Wacky Reference Wednesdays, No. 41

Tuesday, January 27, 2009

If you're going to draw mainstream comics, you have to be able to draw the human figure. You also have to be able to draw guns. I tend to use the same pistol over and over again: the Colt M1911. It's a great gun for a number of reasons specific to the comic book artist. First of all, it's old, yet it hasn't changed much in the last century (1911 refers to the year it was produced). Second of all, it's a well designed gun and, therefore, widely used by many different people and organizations. Finally, it has a recognizable silhouette that is both easy to draw and beautiful in it's own way (neglecting the intended purpose of the machine).

Because of these characteristics, the M1911 is appropriate to use in any number of situations, from a police shoot-out with drug dealers to a WWII battle. It may not be exactly what may have transpired, but it's well within the realm of possibility.

I have two 1:6 scale models that are decently proportioned, but I recently bought an additional one with an unprecedented level of detail. Not only do the ammunition clips detach, but the cocking action is mimicked as well. The gun is produced by Soldier Story and pictured below. They don't package the guns separately, but it's easy to find them for sale on ebay as loose parts.

Another great reference is YoutTube, where you can see the gun in action. Since the comic artist usually draws these guns being used, it helps to have some background in their basic operation.

But before I go, where would we be without a "wacky" reference photo? Here I am posing as a drug dealer in Amazing Spider-Man #577. I'm holding a paintball gun that I've only shot a couple times.


  1. i´m always amazed at the amount of photos you take.
    do you make thumbnails, photos and THEN go drawing or do you take photos when coming to an uncertain place in your drawing?

    im a big fan of your inkwork!

    greetings from germany,

  2. Haha Be careful where you point that thing! LoL Yeah I've been so surprised on how youtube has developed to be such a great tool for reference. I'm currently working on a dinosaur comic for David Mazzucchelli's class and even though the Jurassic Park movies are great, they don't explain a whole lot on how the mechanics of dinosaurs work. Thats when I can catch missed episodes of National Geographic documentaries on youtube.

    P.S. I'll be attending the BP Library Lecture so see you there!

    -Manny Mederos

  3. Hey there...
    I recently picked up the Mythos trade and just wanted to state my appreciation for your incredible artwork.

    Your combination of realiytic lighting and rendering along with the stylized characters and cartoonish moments is really a class of its own.

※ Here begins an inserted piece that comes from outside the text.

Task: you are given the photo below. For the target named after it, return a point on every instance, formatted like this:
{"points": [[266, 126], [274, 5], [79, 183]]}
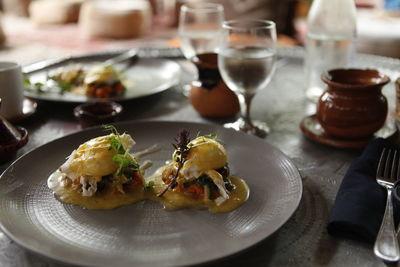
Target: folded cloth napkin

    The amount of thought and preparation you put into the pages makes Mythos one of the top inspirational books for my own work.

    great work

    cheers from germany

  4. Andreas,
    I tend to make thumbnails first, which then serve as a shooting guideline. Occasionally, I'll take a photo during the sketching phase if a particular pose is giving me trouble. I find that happens most often with hands... but, as always, it gets easier with practice.

    Manny, I hope you're taking full advantage of David's class. Having him as a professor was one of the formative periods of my comic book life. I hope to see you at the lecture.

    Anjin, thank you for the kind words. I'm always happy to hear that people recognize the amount of consideration that goes into each page.

  5. hey p. riv! this was pretty interesting. i have to say, i think this is one of my fave artist blogs. (and not just 'cause you're my friend :)

  6. Thanks, Emma. I know it's just because you're such a gun proponent.